Os prisioneiros da suástica

Em Agosto deste ano a Tinta da China reeditou um livro que eu cobiçava há algum tempo: Entrevistas de Nuremberga, uma recolha de conversas entre o psiquiatra norte-americano Leon Goldensohn e vários responsáveis nazis que estavam presos enquanto decorriam os julgamentos de Nuremberga. A capa da nova edição mostra uma fotografia reveladora. Goering, o n.º…

Embora as entrevistas se tenham realizado em 1946, após o final da II Guerra Mundial, este livro só viu a luz do dia em 2004. Afirmou-se de imediato como um documento fundamental para compreender aquele período terrível. Mas mais do que isso: Goldensohn ocupou um lugar privilegiado – e invejado por muitos colegas de profissão, jornalistas e historiadores – para fazer luz sobre a mente e as motivações sombrias dos criminosos nazis.

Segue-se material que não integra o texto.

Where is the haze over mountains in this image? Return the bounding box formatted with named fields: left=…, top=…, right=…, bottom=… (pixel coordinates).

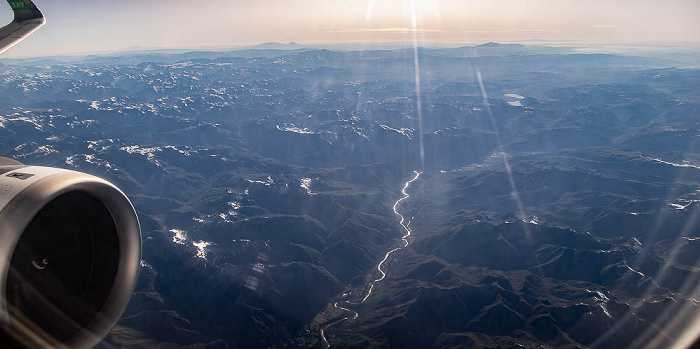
left=1, top=43, right=699, bottom=348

Vamos agora aos depoimentos. Comecei por referir Hermann Goering, comandante da Força Aérea, presidente do Reichstag, ás da aviação, viciado em morfina e coleccionador de obras de arte saqueadas. Filho de boas famílias, afirmava ter crescido em castelos, daí o seu sentimento de superioridade. “Sou um capitalista e um cavalheiro culto”. Considerava o julgamento “uma fantochada”, mas esclareceu: “Quando me rio das provas sobre as atrocidades […] não se deve ao facto de achar isso engraçado mas porque é da minha personalidade rir-me em face da adversidade”. Acerca da morte de judeus, disse que era um acto “bárbaro” e que seria “condenada como o maior acto criminoso da história”. Não se enganou.

O testemunho de Rudolph Hoess é mais perturbador. “Eu era apenas o director do programa de extermínio em Auschwitz”. Vivia com a sua família numerosa (mulher e cinco filhos) numa casa com jardim nas imediações do campo. O psiquiatra perguntou-lhe se costumava pensar nas execuções e cremação dos corpos. “Não tenho devaneios desses”. E revelou também que nunca tinha tido pesadelos.

Joachim von Ribbentrop, embora fosse ministro dos Negócios Estrangeiros e falasse fluentemente várias línguas, só se exprimia em alemão, mesmo no estrangeiro – para imitar Hitler, diz-se. Todos os que o conheceram acusam-no de ser um homem superficial, pouco inteligente e ávido de estatuto e de prestígio. Ele defende-se: “Enquanto fui ministro dos Negócios Estrangeiros, ninguém criticou nada do que eu fazia ou dizia. Agora, de repente, todos estes arguidos acham que são mais inteligentes do que eu”.

O psiquiatra descreveu Wilhelm Keitel, o último elemento deste quarteto, como “um soldadinho de chumbo, com um sorriso afável e inexpressivo”. Este marechal adoptou a postura habitual entre os acusados: não sabia de atrocidades nenhumas, limitava-se a obedecer a ordens, nada poderia ter feito para impedir os terríveis crimes. Só suicidar-se, mas isso também não teria ajudado. Considerava Hitler “um génio” e “um homem demoníaco”. “Hitler tinha charme, adorava crianças, encantava as mulheres. Em questões políticas, nada o fazia parar. Noutros aspectos, tinha emoções suaves e comoventes”. Um génio demoníaco que adorava crianças e tinha emoções suaves. Com um ouvido apurado para a música, mas surdo aos gemidos dos seus semelhantes.